Shades of Rip Van Winkle.
That’s who I’ve been feeling like since returning to write for The Garden Island after being away for so long.
Rip Van Winkle is, of course, the main character in author Washington Irving’s classic masterpiece that combines myth, legend and history to tell the story of a simple man who falls asleep in the Catskill Mountains for 20 years.
When he finally awakens, he is surprised to discover that not only has life in his village gone on without him, significant changes have taken place while he was sleeping.
His wife has died, his kids have grown and he slept through the entire Revolutionary War that gave birth to a new nation independent of England. King George was his monarch when he went to sleep. George Washington was his president when he woke up.
Unlike Van Winkle, I wasn’t surprised that life at The Garden Island went on without missing a beat — or an issue — after I retired. Ever since the paper was founded in 1902, scores of talented, committed people have carried the editorial torch and passed it on to those who took over when they left.
I have been away for a lot less than 20 years but significant changes have also happened on Kauai and in Hawaii, particularly on the government and political scenes. And I have missed them all.
Election Night was always one of the most exciting for me during my years at The Garden Island. We would catch up with candidates wherever we could. Reporters and photographers would interview them, grab a few photos and rush back to the office to put the paper to bed as quickly as possible so our readers could have complete results first thing in the morning.
I am amazed at how much I have to catch up with. During these past years, three different people have sat in the governor’s office and many changes have also occurred in the state Legislature.
Bernard Carvalho has been Kauai’s mayor since 2008, when he was elected to fill the unexpired term of deceased Mayor Bryan Baptiste.
The County Council has had four elections during my absence from the news scene. I was not involved with any of them but it has been fascinating to see how many old and new faces have come and gone and how many have come back again.

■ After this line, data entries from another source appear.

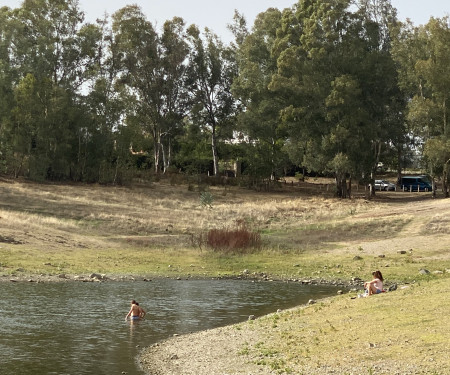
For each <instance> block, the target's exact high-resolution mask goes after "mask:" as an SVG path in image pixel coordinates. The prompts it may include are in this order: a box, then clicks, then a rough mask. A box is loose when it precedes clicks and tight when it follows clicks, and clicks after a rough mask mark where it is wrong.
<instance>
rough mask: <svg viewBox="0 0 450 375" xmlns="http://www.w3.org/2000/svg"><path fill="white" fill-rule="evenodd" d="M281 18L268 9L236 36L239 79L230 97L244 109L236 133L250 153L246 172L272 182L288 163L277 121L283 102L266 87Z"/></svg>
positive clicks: (272, 68) (279, 117)
mask: <svg viewBox="0 0 450 375" xmlns="http://www.w3.org/2000/svg"><path fill="white" fill-rule="evenodd" d="M238 16H239V15H236V20H238V21H239V20H240V18H239V17H238ZM281 17H282V14H281V12H280V11H279V10H278V9H273V8H271V9H268V10H267V11H265V12H263V13H260V14H259V15H258V16H257V18H256V20H255V23H254V25H253V28H252V31H251V32H250V33H249V32H247V33H245V32H243V30H242V29H240V32H239V33H236V39H237V44H238V49H237V62H238V76H237V78H236V79H235V81H234V83H233V94H234V95H235V97H236V98H238V100H239V101H240V102H241V103H242V106H243V109H242V112H241V113H240V115H239V117H238V119H239V121H238V129H239V130H240V131H241V132H242V134H243V135H245V137H244V139H245V141H246V143H247V145H248V147H247V149H249V150H250V151H249V152H250V153H251V154H250V155H249V158H248V161H247V164H248V165H249V169H251V170H252V173H253V174H255V175H256V176H257V177H264V178H267V177H271V178H272V179H273V178H275V176H276V174H277V170H279V169H281V168H282V167H283V166H284V165H285V164H284V163H283V162H285V161H286V160H287V156H286V154H285V152H284V144H285V139H286V134H285V133H286V132H285V130H284V129H283V127H282V123H281V117H280V111H281V109H283V108H284V105H285V104H284V103H285V98H283V97H282V95H278V94H276V93H274V91H273V90H271V89H270V87H269V86H270V83H271V81H272V78H273V75H274V74H275V73H276V72H277V69H278V67H277V58H278V56H277V54H276V50H275V49H274V45H275V41H276V39H277V30H278V28H279V27H280V23H281ZM235 30H239V29H238V28H235ZM252 149H254V150H253V151H252ZM255 155H259V157H256V156H255Z"/></svg>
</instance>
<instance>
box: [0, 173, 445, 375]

Daryl Kaneshiro, father of County Council newcomer Arryl Kaneshiro, used to work with us at The Garden Island before serving on the County Council for six terms. I don’t know Arryl today but I still remember the first time I heard his name. It was on the day he was born when his proud father was making the round of his friends and sharing his good news. And now Arryl is on the County Council!
But there are some things that haven’t changed.
Old issues like barking dogs and Newell’s Shearwaters are still newsworthy and still controversial.
Many of the people I most respected when I worked at the paper are still serving the community in the government, business and private sectors. I am gratified that I have reconnected with several old friends since coming back.
And sadly, every day I find more familiar names in the archived and current obituary columns.
We have lost so many wonderful people in the past few years.
I am enjoying being back, I must say. I am grateful to everyone who had a part in giving me the opportunity to be here. Aloha.
Rita De Silva is former editor of The Garden Island and a Kapaa resident.